As I turn onto my street a homeless man asks me for a buck and I hand him a two-dollar bill I was planning to include in a letter to a pretty girl in Lafeyette. He tries to sell me a suitcase and I decline.
Further down another man asks if he can give me his dentures for collateral. I say, “Collateral for what?” and with watery eyes he says, “Brother I just need ten dollars to make it through the week.” I tell him to keep his teeth and I go inside and find whatever bills I have on my desk and give them to him.
I lock the door behind me and put the kettle on the burner. I make sleepytime tea and take a melatonin. I have absentmindedly made the fatal error of combining the two. Either I will sleep forever or I will die before the sun comes up. As far as I can tell there is no real difference between these outcomes.
Dante jumps on the kitchen counter and chirrups to let me know he is hungry. With a silver knife that is not mine I slice a puck of expensive cat food in half and shovel it out of a tin can and into a little blue bowl. I pour warm water over it and set it on the floor. He laps it up and purrs.
I don’t open the cabinets or the refrigerator to make food for myself.
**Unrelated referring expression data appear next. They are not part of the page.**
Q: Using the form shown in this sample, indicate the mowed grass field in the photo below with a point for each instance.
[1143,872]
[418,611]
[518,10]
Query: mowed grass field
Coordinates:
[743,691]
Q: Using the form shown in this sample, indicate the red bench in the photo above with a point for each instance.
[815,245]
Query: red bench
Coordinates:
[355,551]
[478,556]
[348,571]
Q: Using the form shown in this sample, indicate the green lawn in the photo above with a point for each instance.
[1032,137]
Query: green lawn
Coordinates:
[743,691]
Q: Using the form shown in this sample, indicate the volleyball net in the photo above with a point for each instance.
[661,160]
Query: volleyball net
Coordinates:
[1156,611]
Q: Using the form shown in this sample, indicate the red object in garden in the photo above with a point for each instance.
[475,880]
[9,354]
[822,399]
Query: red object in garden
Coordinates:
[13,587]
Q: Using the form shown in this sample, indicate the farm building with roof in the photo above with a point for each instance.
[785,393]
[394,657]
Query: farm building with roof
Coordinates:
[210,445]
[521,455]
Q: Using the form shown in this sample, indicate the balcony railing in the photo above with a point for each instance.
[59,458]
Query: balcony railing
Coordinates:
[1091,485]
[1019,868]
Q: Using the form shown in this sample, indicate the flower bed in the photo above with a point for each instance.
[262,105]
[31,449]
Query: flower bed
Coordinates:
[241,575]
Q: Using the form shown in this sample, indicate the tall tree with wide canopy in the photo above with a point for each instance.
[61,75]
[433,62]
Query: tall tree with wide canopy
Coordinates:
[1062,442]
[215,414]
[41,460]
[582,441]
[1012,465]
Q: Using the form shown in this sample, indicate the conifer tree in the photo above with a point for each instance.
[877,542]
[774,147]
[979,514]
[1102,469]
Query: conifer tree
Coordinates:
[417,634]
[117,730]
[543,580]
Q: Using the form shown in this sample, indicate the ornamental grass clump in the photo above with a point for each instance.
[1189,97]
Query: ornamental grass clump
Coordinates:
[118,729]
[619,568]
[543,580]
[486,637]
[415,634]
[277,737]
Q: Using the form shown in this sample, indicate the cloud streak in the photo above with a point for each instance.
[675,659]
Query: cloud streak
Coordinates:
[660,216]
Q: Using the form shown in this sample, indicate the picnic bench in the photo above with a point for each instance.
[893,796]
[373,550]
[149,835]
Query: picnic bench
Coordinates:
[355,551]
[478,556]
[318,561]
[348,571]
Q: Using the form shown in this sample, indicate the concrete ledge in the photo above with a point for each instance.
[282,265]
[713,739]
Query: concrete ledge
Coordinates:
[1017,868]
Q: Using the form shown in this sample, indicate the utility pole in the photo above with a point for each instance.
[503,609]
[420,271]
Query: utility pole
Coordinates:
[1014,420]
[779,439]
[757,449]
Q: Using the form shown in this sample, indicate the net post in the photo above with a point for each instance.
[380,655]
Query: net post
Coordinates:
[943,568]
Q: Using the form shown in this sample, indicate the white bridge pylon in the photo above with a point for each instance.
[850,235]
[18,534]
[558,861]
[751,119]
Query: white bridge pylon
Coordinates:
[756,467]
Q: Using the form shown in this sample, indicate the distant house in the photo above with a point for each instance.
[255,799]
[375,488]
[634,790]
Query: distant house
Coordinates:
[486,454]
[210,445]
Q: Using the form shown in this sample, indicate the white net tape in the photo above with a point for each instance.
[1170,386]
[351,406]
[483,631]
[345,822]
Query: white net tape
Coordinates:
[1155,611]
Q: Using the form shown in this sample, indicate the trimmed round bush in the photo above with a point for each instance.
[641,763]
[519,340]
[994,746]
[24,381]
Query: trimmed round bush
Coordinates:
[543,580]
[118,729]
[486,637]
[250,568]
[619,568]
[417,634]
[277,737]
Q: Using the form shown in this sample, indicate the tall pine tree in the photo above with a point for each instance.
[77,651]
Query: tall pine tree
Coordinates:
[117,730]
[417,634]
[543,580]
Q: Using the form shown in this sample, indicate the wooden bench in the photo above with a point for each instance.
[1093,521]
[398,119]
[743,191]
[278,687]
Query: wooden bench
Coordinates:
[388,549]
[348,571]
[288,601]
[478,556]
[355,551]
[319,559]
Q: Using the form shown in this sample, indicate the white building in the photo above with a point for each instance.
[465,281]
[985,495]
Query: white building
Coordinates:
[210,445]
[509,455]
I have no food for myself.
I go into my room and sit in the center of my bed. Under the glow of many Christmas lights I write letters to people in Texas and Virginia and Quebec and Nova Scotia. The window is open and I hear my neighbor screaming at her children.
Blade Runner is muted on my television. I glance up at the screen and watch Harrison Ford kiss Sean Young for maybe the five-hundredth time in my life.
No one will be coming to kiss me tonight or any night. When they want to see me they will make me come to them. And mostly I won’t.
When I sleep I dream of all the different ways I could die.
Tonight my car is on Stinson Beach. There are no stars and no moon in the sky. I am sitting in the driver’s seat looking at the ocean. I am not thinking of anything. After a while my vision goes black.
Now I am someone else and it is daylight. I trace the tire tracks in the sand to the decommissioned police car resting near the shoreline. The inside windows are covered in blood. The person behind the wheel is probably dead. I am probably dead. I don’t approach the car. I wince at the sun. I stare at the waves.